The Justice Department is taking action to reduce these instances of inaccessible—or inadequate—legal representation for the citizens most in need. In fact, Attorney General Holder announced on at the event that the department will offer $1.8 million to the cause of strengthening America’s public defense system. This comes in addition to the ongoing efforts of the Access to Justice Initiative, established by Attorney General Holder in 2010 to assure that quality legal representation is accessible to even the most vulnerable citizens, and other government and independent organizations with which the Justice Department is coordinating.
Both Attorney General Holder and Acting Senior Counselor for the Access to Justice Initiative Deborah Leff have cautioned on the unfortunate consequences that sequestration, which cut more than $1.6 billion from the Justice Department’s budget, will have on the work to advance Gideon’s cause.

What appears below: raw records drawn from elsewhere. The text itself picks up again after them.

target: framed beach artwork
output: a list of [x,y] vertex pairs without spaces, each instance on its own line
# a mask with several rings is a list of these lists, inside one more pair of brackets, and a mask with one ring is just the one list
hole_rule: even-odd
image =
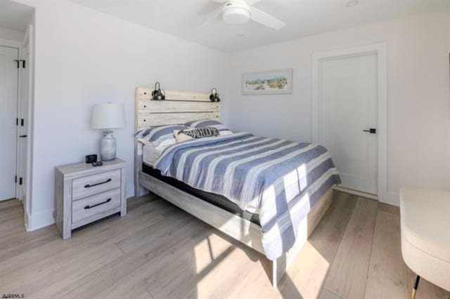
[[292,93],[292,69],[243,74],[243,95],[280,95]]

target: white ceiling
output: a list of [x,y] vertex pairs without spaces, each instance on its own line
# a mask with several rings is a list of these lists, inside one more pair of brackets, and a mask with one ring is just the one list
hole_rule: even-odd
[[[255,7],[285,22],[275,31],[220,17],[199,27],[218,5],[211,0],[72,0],[85,6],[213,48],[234,52],[402,15],[450,11],[450,0],[262,0]],[[238,36],[237,35],[243,36]]]
[[0,27],[25,32],[33,10],[32,7],[11,0],[0,0]]

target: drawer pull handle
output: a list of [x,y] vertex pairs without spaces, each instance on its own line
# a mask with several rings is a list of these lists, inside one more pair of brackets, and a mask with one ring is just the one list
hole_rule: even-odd
[[88,208],[95,208],[97,206],[100,206],[101,204],[105,204],[108,203],[110,201],[111,201],[111,199],[106,199],[105,201],[101,202],[100,204],[94,204],[94,206],[86,206],[84,207],[84,208],[88,209]]
[[108,180],[106,180],[104,182],[97,182],[96,184],[92,184],[92,185],[89,185],[89,184],[85,185],[84,187],[85,188],[90,188],[91,187],[95,187],[95,186],[98,186],[99,185],[106,184],[107,182],[110,182],[112,180],[112,179],[108,178]]

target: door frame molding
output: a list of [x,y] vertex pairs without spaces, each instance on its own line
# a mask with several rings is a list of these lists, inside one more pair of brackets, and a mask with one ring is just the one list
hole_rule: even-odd
[[[20,59],[22,55],[22,43],[18,41],[15,41],[13,39],[0,39],[0,46],[6,48],[11,48],[14,49],[17,49],[18,51],[18,59]],[[17,78],[17,98],[15,98],[15,105],[16,105],[16,111],[15,111],[15,117],[17,117],[18,114],[18,104],[19,100],[20,99],[20,68],[18,69],[18,78]],[[17,161],[18,161],[18,127],[15,127],[15,147],[14,148],[14,152],[15,154],[15,175],[17,176],[18,167],[17,167]],[[15,198],[18,197],[18,184],[16,182],[15,185],[14,186],[14,196]]]
[[312,55],[312,117],[311,137],[320,144],[321,98],[320,95],[320,65],[333,59],[376,54],[378,67],[378,197],[381,202],[392,204],[387,189],[387,44],[385,42],[346,48]]
[[[26,138],[25,146],[25,155],[27,156],[27,164],[25,165],[26,171],[26,180],[25,182],[25,202],[22,203],[24,205],[24,222],[27,231],[32,230],[32,148],[33,148],[33,128],[34,125],[34,27],[32,25],[29,25],[25,34],[23,37],[22,41],[20,43],[20,59],[23,58],[23,44],[25,41],[28,42],[28,60],[27,61],[27,67],[28,68],[28,77],[26,79],[28,81],[28,91],[27,94],[22,94],[22,88],[20,89],[20,98],[19,101],[27,101],[27,109],[23,111],[26,115],[27,121],[25,121],[25,126],[27,127],[27,135],[28,137]],[[20,72],[22,72],[22,69],[19,69]],[[20,74],[20,84],[23,77]],[[18,109],[18,113],[19,112]],[[18,146],[18,151],[19,147]],[[23,161],[18,161],[18,169],[19,164],[23,163]],[[21,191],[18,190],[18,195],[22,197]]]

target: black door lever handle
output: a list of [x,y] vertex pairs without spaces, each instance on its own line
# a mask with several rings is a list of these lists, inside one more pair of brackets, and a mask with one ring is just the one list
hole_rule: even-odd
[[371,134],[376,134],[377,133],[377,129],[371,128],[368,130],[363,130],[363,132],[368,132]]

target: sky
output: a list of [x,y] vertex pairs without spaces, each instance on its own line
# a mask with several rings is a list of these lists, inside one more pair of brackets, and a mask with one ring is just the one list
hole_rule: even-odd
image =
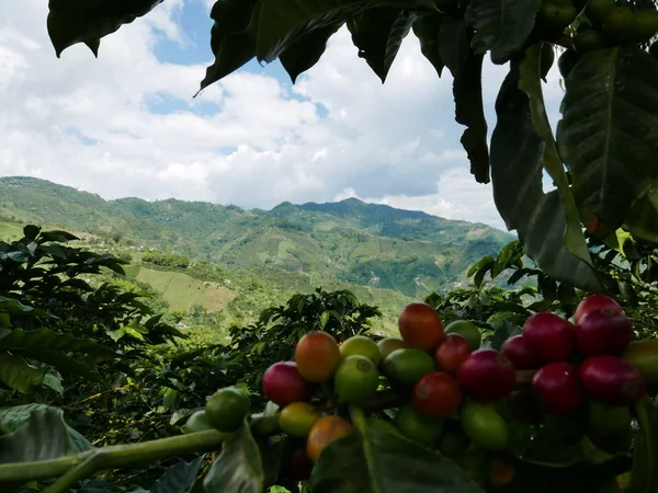
[[[60,59],[47,2],[0,2],[0,175],[29,175],[104,198],[180,198],[269,209],[288,200],[370,203],[506,230],[491,186],[475,182],[441,79],[412,33],[385,84],[347,28],[292,84],[279,61],[250,61],[204,90],[213,0],[166,0]],[[484,68],[494,103],[507,67]],[[544,84],[552,124],[563,91]]]

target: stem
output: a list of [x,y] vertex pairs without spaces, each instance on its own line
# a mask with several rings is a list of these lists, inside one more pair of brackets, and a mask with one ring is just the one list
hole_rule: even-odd
[[363,411],[366,413],[373,413],[376,411],[384,411],[385,409],[399,408],[409,402],[410,395],[405,393],[400,394],[395,390],[382,390],[375,394],[372,401],[366,402],[362,405]]
[[141,444],[113,445],[58,459],[0,465],[0,484],[65,474],[46,490],[47,493],[65,492],[69,491],[75,482],[95,471],[132,467],[183,454],[215,450],[230,435],[232,434],[211,429]]
[[99,455],[92,452],[87,460],[69,469],[61,478],[48,486],[44,493],[66,493],[78,481],[89,478],[97,471]]

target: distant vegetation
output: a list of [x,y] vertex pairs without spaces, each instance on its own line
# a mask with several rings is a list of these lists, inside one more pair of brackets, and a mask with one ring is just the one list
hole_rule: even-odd
[[415,298],[464,286],[470,264],[513,239],[486,225],[355,198],[242,210],[175,199],[104,200],[31,177],[0,179],[2,218],[90,232],[94,245],[144,251],[143,262],[168,268],[203,260],[258,271],[280,286],[293,274],[295,284],[309,287],[348,283]]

Nevertheless, in her speech to the American Constitution Society for Law and Policy Convening, Acting Senior Counselor Leff said:
“…Despite the strains that we are going through and the cutbacks we are making, the Department of Justice is continuing its support for indigent-defense projects, because fulfilling Gideon’s legacy and ensuring the constitutional right to counsel are central to our mission.”
The anniversary of Gideon v. Wainwright should inspire all American citizens to reflect upon the significance of a justice system that grants each defendant the right to quality counsel, regardless of their financial circumstances.
In closing remarks, Attorney General Holder said:
“In the end, this may be the single most important legacy of Gideon: that it serves as a reminder of the obligation entrusted to every legal professional – not merely to serve clients or win cases, but to do justice. It stands as a testament to the fact that the structures and mechanisms of our legal system, far from being etched in stone, remain works in progress. And it’s a powerful example of how – in this great country – even the humblest hands can help to bend the arc of history just a little further toward justice.”